C’est donc aux détenteurs de ces 7% de contrats équivoques qu’ont été envoyés les avenants excluant dorénavant l’indemnisation des pertes d’exploitation pour cause de pandémie, à partir du 1er janvier 2021. Il revient désormais aux restaurateurs d’accepter cet avenant d’ici le 31 décembre s’ils souhaitent converser leur contrat multirisque professionnel l’année prochaine. S’ils le refusent, ils ne seront plus assurés dès le 1er janvier, révélait hier Le Parisien.

Confiance rompue entre restaurateurs et assureurs

Un choix capital dont se seraient bien passés les restaurateurs, qui tentent déjà de se maintenir à flot, alors qu'ils apprenaient de plus hier soir qu’ils feraient partie des derniers commerces à réouvrir leurs portes, probablement autour du 20 janvier. Certains propriétaires du secteur de l’HCR (Hôtellerie-café-restauration) déplorent également une diminution de leurs garanties s’ils venaient à accepter cet avenant, mais sans que cela entraîne la dimininution attendue de leur prime. Enfin, pour d’autres restaurateurs, la réception de cette missive ne fait que leur confirmer qu’ils étaient bel et bien assurés pour leurs pertes d’exploitation en cas de pandémie : il est en effet impossible d’exclure une clause qui n’existait pas.
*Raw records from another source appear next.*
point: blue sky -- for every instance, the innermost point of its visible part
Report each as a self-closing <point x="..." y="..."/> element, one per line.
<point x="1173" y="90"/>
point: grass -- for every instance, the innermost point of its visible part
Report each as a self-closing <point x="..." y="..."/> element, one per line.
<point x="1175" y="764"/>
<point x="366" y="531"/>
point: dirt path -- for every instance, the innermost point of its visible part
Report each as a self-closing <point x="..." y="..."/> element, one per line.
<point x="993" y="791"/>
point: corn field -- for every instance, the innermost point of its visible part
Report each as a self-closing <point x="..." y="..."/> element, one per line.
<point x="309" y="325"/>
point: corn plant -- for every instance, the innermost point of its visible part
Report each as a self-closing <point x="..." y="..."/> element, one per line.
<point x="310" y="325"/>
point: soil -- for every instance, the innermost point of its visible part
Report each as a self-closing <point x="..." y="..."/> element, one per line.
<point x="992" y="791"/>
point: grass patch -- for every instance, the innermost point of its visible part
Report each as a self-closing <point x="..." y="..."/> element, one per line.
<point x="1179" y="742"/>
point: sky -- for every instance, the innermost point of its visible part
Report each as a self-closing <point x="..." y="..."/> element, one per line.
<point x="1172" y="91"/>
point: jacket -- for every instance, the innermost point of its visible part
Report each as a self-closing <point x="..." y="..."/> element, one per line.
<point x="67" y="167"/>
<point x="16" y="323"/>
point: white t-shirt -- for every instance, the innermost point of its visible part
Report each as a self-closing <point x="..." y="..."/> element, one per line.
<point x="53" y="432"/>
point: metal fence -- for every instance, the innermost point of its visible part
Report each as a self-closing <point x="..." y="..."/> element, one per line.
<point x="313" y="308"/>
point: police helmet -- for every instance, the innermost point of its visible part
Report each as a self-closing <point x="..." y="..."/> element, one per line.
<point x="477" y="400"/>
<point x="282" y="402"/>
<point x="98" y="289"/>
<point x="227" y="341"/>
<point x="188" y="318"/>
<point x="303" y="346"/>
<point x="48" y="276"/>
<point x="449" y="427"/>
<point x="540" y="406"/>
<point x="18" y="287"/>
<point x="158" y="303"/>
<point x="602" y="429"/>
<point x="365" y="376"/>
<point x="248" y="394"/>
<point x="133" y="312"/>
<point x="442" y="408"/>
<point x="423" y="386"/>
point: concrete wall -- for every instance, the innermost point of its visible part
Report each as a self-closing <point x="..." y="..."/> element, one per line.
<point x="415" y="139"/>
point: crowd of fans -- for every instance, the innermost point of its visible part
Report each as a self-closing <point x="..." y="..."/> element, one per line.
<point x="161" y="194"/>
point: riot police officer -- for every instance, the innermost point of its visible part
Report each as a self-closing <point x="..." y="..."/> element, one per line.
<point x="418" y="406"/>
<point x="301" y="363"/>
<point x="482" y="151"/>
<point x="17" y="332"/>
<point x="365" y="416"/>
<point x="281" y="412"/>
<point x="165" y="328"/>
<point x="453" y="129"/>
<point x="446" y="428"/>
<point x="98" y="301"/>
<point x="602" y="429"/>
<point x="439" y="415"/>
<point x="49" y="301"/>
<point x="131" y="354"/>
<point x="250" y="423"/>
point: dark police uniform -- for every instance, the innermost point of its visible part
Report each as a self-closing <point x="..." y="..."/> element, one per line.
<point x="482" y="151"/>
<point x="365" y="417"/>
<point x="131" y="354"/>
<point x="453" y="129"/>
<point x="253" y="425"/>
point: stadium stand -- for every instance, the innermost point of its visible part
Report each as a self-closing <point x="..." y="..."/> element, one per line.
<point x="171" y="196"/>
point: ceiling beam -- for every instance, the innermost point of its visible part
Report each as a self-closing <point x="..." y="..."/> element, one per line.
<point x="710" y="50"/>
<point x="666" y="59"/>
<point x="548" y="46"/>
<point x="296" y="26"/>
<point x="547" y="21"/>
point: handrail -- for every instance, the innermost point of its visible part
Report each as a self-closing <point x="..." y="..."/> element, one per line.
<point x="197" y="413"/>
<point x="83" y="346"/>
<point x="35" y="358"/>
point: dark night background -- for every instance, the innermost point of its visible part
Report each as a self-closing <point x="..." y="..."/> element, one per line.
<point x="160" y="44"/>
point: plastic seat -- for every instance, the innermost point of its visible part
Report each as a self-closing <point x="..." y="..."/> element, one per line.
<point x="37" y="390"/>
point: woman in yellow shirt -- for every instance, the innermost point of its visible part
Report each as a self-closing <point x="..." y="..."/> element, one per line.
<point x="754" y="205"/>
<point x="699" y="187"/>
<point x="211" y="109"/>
De leur côté, les assureurs font valoir depuis le début de la crise que les pandémies sont, par leur nature même, inassurables, en raison de leur caractère imprévisible, et difficilement mutualisable, car elles touchent en même temps toute la population. Pour le premier confinement seulement, les pertes d’exploitation des entreprises représentaient la bagatelle de 130 milliards d’euros. Une somme que le secteur assurantiel se dit incapable d’assumer à lui tout seul. 

Tous les regards se tournent vers la future assurance pandémie

Pour renouer le lien de confiance distendu entre les chefs d’entreprises et les assureurs, tous les regards se tournent vers la future assurance pandémie, ou « Catex » pour « catastrophe exceptionnelle ». Les discussions toujours en cours au ministère de l’Economie et des Finances, avec les professionnels du secteur, doivent aboutir à un nouveau régime d’assurance, qui permettra l’indemnisation des pertes d’exploitation en cas de pandémie, mais aussi, peut-être s’il survenait d’autres types d’événements imprévisibles et tout aussi dévastateurs (accident nucléaire, cyberattaque…)

Pour l’heure, il est difficile d’établir avec certitude la composition de cette nouvelle assurance, dont la mise sur le marché a encore été repoussée, à 2022. Il est sûr pour l’heure qu’elle n’aidera pas les restaurateurs en prise avec le Covid-19, car elle ne couvrira que les pandémies à venir (« on n’assure pas une maison qui brûle », rappelle le dicton assurantiel). 

Florence Lustman, présidente de la Fédération française de l’Assurance (FFA), a toutefois soufflé quelques indications sur les modalités du futur régime au micro de BFM Business lundi. Ce dernier devrait bien s’établir sur le fondement d’un partenariat public/privé, et se calquer sur le régime existant actuellement pour les catastrophes naturelles, à savoir que les indemnisations se déclencheraient quand l’Etat aura reconnu par arrêté l’état de « pandémie » (ou d'épidémie).

Enfin, son caractère obligatoire ou non, longtemps en débat, semble également tranché. Selon Florence Lustmann, la prime devra bien être payée par toutes les entreprises (alors que dans un premier temps seul celles de moins de 250 salariés étaient évoquées), mais le montant de la cotisation dépendra de leur taille et de leur secteur d’activité. En somme, l'ambition est de créer la mutualisation qui manquait jusqu’ici à la couverture des pandémies.